Segundo informações da Polícia Militar, a equipe realizava os procedimentos de liberação de um homem identificado pelas iniciais J.T.S., abordado anteriormente por posse de drogas, quando questionou se havia mais entorpecentes em sua residência.
O suspeito negou possuir outras substâncias ilícitas e alegou ser apenas usuário, afirmando que a droga encontrada anteriormente seria destinada ao consumo pessoal.
No entanto, o endereço informado pelo homem já era conhecido pela guarnição devido a denúncias relacionadas à intensa movimentação de usuários de entorpecentes no local.

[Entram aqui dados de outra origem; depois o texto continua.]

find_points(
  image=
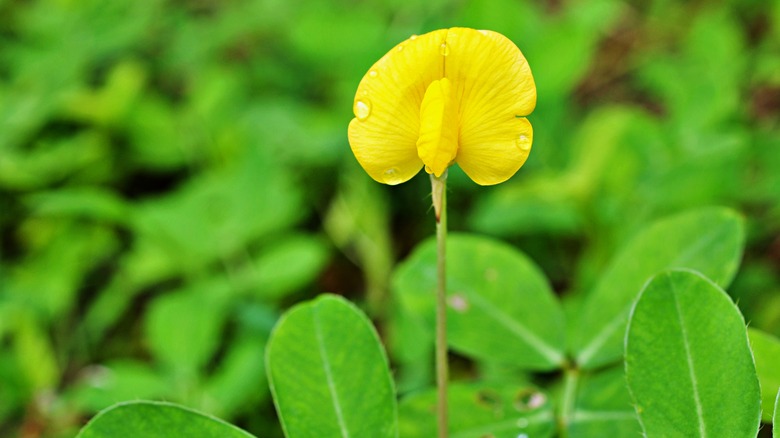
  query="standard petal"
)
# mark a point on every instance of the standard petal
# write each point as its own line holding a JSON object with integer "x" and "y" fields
{"x": 438, "y": 142}
{"x": 496, "y": 157}
{"x": 494, "y": 87}
{"x": 383, "y": 135}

Diante das suspeitas, os policiais passaram a monitorar a residência.
Durante a vigilância, os militares observaram o momento em que J.T.S. saiu do imóvel para atender um homem no portão. Ao perceber a aproximação da equipe policial, ele correu para dentro da casa, sendo acompanhado pelos policiais.
No interior da residência, os militares localizaram uma bolsa feminina contendo uma sacola plástica com cerca de 98 gramas de substância semelhante à maconha. Também foram apreendidos R$ 466,90 em dinheiro trocado, distribuídos em notas de pequeno valor, além de papel do tipo seda, material frequentemente utilizado para o consumo e fracionamento de entorpecentes.
Inicialmente, J.T.S. assumiu a posse da droga e afirmou que o material seria destinado ao consumo pessoal. Contudo, antes do deslocamento à UNISP, sua irmã, identificada pelas mesmas iniciais, apresentou-se espontaneamente como proprietária do entorpecente e declarou ser usuária de drogas.
Mesmo diante da quantidade de substância apreendida e das características que podem indicar possível comercialização ilícita, a mulher assumiu integralmente a responsabilidade pelo material e recebeu voz de condução.
Já na UNISP, a conduzida informou estar grávida de aproximadamente quatro meses e relatou fazer uso contínuo da substância apreendida.
O outro envolvido foi liberado após os procedimentos de praxe, enquanto o caso segue à disposição das autoridades competentes para investigação e demais providências legais.